How do we know? Because some of the agents and officials involved in ‘Spygate,’ which included setting up Trump’s first national security adviser, Michael Flynn, actually bought liability insurance to protect them from lawsuits if anyone found out about their treachery.
“[W]e all went and purchased professional liability insurance,” one agent texted on Jan. 10, 2017, the same day CNN published a story claiming that President-elect Trump had been briefed by then-FBI Director James Comey about the discredited dossier by Christopher Steele.
“Holy crap,” another agent responded in an email, as first reported by The Federalist. “All the analysts too?”
“Yep,” the first agent noted. “All the folks at the Agency as well.”
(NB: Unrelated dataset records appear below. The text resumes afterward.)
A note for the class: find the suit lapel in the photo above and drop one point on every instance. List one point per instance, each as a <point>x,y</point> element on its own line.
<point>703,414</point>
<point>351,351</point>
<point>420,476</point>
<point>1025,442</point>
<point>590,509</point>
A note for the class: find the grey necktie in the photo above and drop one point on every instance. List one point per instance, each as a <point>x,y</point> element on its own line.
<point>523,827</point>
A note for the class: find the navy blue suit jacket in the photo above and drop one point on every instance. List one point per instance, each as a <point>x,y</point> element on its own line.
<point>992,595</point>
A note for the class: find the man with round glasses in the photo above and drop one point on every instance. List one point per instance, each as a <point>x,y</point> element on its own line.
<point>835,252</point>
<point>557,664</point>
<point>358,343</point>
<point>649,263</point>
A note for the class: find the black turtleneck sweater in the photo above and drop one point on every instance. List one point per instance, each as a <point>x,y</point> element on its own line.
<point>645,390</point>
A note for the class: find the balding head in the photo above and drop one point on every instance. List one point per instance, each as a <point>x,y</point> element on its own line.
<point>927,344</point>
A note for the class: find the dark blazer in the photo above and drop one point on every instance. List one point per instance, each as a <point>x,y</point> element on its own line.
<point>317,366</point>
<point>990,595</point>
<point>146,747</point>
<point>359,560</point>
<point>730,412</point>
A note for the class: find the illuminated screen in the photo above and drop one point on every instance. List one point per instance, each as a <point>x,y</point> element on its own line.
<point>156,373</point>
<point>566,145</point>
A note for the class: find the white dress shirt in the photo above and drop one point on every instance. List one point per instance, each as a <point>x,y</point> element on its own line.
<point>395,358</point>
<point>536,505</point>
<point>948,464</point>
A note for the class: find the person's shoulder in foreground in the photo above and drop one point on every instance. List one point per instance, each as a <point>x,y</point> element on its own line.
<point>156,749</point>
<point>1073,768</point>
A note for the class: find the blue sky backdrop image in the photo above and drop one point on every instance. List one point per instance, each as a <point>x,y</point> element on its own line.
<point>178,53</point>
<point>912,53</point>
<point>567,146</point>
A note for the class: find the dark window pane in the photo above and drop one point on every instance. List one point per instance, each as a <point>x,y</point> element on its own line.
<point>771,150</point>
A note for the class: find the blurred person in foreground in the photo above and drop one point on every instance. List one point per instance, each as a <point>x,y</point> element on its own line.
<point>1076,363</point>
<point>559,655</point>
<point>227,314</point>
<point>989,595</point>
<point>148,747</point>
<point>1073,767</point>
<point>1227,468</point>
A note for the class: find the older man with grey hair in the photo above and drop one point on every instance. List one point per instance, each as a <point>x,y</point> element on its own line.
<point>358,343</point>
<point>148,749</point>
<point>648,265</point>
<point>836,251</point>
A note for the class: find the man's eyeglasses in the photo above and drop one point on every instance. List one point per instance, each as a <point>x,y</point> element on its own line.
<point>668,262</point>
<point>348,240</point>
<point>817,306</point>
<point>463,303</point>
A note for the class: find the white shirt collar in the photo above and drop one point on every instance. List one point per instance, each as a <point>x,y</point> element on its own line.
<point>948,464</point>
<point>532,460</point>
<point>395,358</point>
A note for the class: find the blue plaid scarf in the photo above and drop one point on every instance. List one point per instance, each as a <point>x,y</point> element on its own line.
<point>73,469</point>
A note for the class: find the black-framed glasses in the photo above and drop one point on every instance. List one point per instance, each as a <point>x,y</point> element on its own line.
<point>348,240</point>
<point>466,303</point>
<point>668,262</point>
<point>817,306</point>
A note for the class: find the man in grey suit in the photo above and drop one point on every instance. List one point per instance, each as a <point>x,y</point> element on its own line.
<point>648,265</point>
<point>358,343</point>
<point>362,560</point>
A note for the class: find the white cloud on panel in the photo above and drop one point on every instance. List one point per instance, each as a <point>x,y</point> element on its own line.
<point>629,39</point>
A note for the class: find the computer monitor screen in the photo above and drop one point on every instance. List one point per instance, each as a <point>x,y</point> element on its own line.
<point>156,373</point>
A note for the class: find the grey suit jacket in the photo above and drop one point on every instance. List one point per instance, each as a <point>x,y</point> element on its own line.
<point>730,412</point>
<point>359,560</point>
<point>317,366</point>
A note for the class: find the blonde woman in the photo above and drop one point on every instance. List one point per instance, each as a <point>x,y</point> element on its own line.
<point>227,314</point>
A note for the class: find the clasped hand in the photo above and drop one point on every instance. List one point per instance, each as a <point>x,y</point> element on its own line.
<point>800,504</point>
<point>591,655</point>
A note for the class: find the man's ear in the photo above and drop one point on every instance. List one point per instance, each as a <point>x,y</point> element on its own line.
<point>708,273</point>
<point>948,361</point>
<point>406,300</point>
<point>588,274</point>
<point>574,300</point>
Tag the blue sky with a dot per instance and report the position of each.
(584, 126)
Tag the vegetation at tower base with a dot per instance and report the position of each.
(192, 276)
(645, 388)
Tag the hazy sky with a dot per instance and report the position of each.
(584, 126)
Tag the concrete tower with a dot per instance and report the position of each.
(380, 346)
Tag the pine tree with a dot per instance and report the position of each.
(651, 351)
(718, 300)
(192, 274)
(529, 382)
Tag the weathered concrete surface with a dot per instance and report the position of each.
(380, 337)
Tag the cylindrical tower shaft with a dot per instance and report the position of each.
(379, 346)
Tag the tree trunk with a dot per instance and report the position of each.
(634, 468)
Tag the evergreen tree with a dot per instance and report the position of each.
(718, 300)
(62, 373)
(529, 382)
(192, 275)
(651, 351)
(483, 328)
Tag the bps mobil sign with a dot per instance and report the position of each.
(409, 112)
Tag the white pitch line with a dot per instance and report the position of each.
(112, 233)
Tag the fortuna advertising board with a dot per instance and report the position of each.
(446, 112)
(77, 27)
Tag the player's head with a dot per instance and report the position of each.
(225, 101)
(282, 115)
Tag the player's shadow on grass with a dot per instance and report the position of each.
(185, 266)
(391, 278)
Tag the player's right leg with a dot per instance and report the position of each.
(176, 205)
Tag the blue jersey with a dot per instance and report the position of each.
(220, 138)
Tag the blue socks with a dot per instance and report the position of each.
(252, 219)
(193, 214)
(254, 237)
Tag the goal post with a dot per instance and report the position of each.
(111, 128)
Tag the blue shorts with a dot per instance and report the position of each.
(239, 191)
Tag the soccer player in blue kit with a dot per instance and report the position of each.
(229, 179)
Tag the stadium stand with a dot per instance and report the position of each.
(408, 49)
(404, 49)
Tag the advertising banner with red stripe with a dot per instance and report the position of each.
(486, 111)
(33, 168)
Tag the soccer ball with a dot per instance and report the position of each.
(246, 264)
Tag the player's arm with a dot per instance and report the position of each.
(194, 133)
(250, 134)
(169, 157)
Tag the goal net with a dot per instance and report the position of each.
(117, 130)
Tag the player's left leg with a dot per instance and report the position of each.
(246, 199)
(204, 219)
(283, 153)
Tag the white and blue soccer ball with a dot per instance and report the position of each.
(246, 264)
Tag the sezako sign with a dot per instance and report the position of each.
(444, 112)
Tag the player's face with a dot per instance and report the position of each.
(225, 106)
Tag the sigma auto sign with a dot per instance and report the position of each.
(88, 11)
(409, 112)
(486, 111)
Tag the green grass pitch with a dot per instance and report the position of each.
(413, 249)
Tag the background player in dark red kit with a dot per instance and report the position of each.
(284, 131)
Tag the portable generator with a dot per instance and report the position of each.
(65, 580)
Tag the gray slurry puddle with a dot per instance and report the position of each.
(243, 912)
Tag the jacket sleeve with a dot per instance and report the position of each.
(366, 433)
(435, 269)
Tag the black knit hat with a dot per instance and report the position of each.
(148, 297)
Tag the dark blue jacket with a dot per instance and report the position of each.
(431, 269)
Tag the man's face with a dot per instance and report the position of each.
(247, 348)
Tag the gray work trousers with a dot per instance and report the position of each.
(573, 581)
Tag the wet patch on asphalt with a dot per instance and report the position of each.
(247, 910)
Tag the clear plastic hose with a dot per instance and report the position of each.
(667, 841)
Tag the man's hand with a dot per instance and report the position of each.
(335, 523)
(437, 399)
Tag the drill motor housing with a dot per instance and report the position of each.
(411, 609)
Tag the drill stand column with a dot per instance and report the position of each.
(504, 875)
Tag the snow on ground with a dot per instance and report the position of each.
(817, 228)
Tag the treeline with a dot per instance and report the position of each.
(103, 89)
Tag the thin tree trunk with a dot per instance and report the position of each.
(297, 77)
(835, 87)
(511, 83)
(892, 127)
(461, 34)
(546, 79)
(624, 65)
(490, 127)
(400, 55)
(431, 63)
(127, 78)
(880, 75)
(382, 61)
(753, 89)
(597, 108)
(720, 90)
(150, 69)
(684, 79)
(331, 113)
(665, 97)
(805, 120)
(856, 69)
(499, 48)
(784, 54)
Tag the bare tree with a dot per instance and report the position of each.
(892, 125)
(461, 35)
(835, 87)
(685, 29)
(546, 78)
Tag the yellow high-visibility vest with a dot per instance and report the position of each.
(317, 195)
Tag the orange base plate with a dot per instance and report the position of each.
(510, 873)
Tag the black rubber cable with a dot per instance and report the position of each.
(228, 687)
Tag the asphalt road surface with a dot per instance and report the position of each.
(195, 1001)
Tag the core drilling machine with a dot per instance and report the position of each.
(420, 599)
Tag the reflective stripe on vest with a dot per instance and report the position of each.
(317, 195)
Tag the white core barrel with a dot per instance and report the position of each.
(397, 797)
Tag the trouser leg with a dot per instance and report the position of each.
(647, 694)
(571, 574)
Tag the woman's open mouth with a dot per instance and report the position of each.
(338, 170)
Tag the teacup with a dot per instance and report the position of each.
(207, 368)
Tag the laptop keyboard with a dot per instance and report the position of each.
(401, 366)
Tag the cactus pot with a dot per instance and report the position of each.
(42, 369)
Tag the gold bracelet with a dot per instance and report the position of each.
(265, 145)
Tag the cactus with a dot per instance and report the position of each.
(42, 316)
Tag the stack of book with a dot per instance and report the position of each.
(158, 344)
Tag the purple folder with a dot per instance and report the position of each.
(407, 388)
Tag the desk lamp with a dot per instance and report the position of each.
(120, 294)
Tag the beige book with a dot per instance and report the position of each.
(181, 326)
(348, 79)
“[C]an I ask who are the most likely litigators?” an agent asked. “[A]s far as potentially suing y’all[?]”
“[H]aha, who knows….I think [t]he concern when we got it was that there was a big leak at DOJ and the NYT among others was going to do a piece,” the first agent replied.
As for the FBI and the FISA court, Graham has a little surprise in store.
“In light of this newly declassified information, I will be sending the FISA Court the information provided to inform them how wide and deep the effort to conceal exculpatory information regarding the Carter Page warrant application was in 2016 and 2017,” he said.
“A small group of individuals in the Department of Justice and FBI should be held accountable for this fraud against the court. I do not believe they represent the overwhelming majority of patriotic men and women who work at the Department of Justice and FBI,” he added. (Related: Horowitz’s report on Obama-era FISA court abuse uncovers MASSIVE corruption: 51 violations and nine false statements by FBI.)
Graham went on to say that Congress must “reform the system so it never happens again.”
How’s that going to work?
The FISA court meets in secret; it has to be that way because the intelligence agencies and FBI seeking surveillance warrants often present top secret information. The court’s location is not known; the judges on the court are known but they hear evidence without a defendant’s lawyer president.
In other words, the entire surveillance warrant process operates on highly secretive ‘honor system;’ the FBI agents involved in Spygate were not honorable, but how are the FISA court judges supposed to know? And how will they know when they’re being duped in the future?
The best ‘reforms,’ then, are lengthy trials and long prison sentences for convictions. Otherwise, ’Spygate’ will happen again.